I’m beginning to understand why people like Cambridge. It is a charming place; filled with contrasting buildings, varied languages, plenty of history and lots of things to see. It is a city, but it feels very cultured and cerebral: there’s graffiti, but it is written in Latin.
So I can understand newcomers truly throwing themselves into the place, and trying to get in the Cambridge “vibe”. However, there is a difference between merely enjoying a new city, and pretending like you’ve been here for years and are so “local” you could compete in the rowing finals.
I’m a people watcher. I pay attention to their mannerisms, to their body language, and to their accent. And I can usually tell when such a trait is genuine, or whether they’re putting it on.
I went to see a possible room to rent last week, in quite a nice part of Cambridge. I met the landlady, whose Cambridge accent was very strong … but was also quite obviously genuine. She had an air of one who was very posh, but couldn’t care less what you thought of her.
She showed me to the room, just as the current occupant was vacating it and loading her bags into her car. The landlady introduces us: “This is Naaaaaahdia. She has her new job and flat now, so she’s moving out.”.
Clearly her name was the rather shorter “Nadia”, but this is Cambridge after all.
We make some polite chitchat; I ask about her new job. She simpers: “Oh, I’m a Legal Consultant for a major multinational company with offices Right Here in Cambridge.”, putting undue emphasis on certain words and forcing capital letters where there shouldn’t be any. She exudes more than a little smugness about this news, though I’m not sure why. Personally, my feelings for the legal profession are roughly equivalent to my feelings about big, squishy dogturds.

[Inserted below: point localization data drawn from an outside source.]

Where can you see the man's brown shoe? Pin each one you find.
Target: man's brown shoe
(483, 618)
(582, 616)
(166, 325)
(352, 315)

Her accent doesn’t sound quite right. She’s putting it on. No-one holds their mouth that tightly when they speak, unless they’ve been sucking lemons or recently undergone major facial surgery. I find myself laying on my Derbyshire accent a bit thicker to compensate, as I ask her where she’s from originally.
She falters slightly. I see a chink in her facade, just for a moment. “Newcastle” she admits, before changing the subject.
Newcastle! She’s regional enough that she could watch Auf Wiedersehen, Pet without subtitles and translate it for the rest of us. But she’s been in Cambridge for six months and already she’s trying to pass herself off as a University Challenge teammember.
What’s odd is that I have been in Cambridge for three weeks now, and this has not been an isolated incident. This “Cambridge Accent” thing seems to be a highly contagious disease! I wonder who Patient Zero is? I suspect Stephen Fry.
It seems a curiously common phenomenon: student arrives in Cambridge with whatever (perfectly reasonable) regional accent they grew up with … but within a few short months they’re speaking like they can’t move their jaws more than a few millimetres, and claiming they’re best friends with Jeremy Paxman.
You’ll be pleased to know that in my own uniquely billigerent manner, I am pushing the Derbyshire Yokel accent as far as I possibly can whilst in Cambridge; wearing wellies and chewing a bit of straw. If I could find some, I’d drive a herd of cows through John Lewis.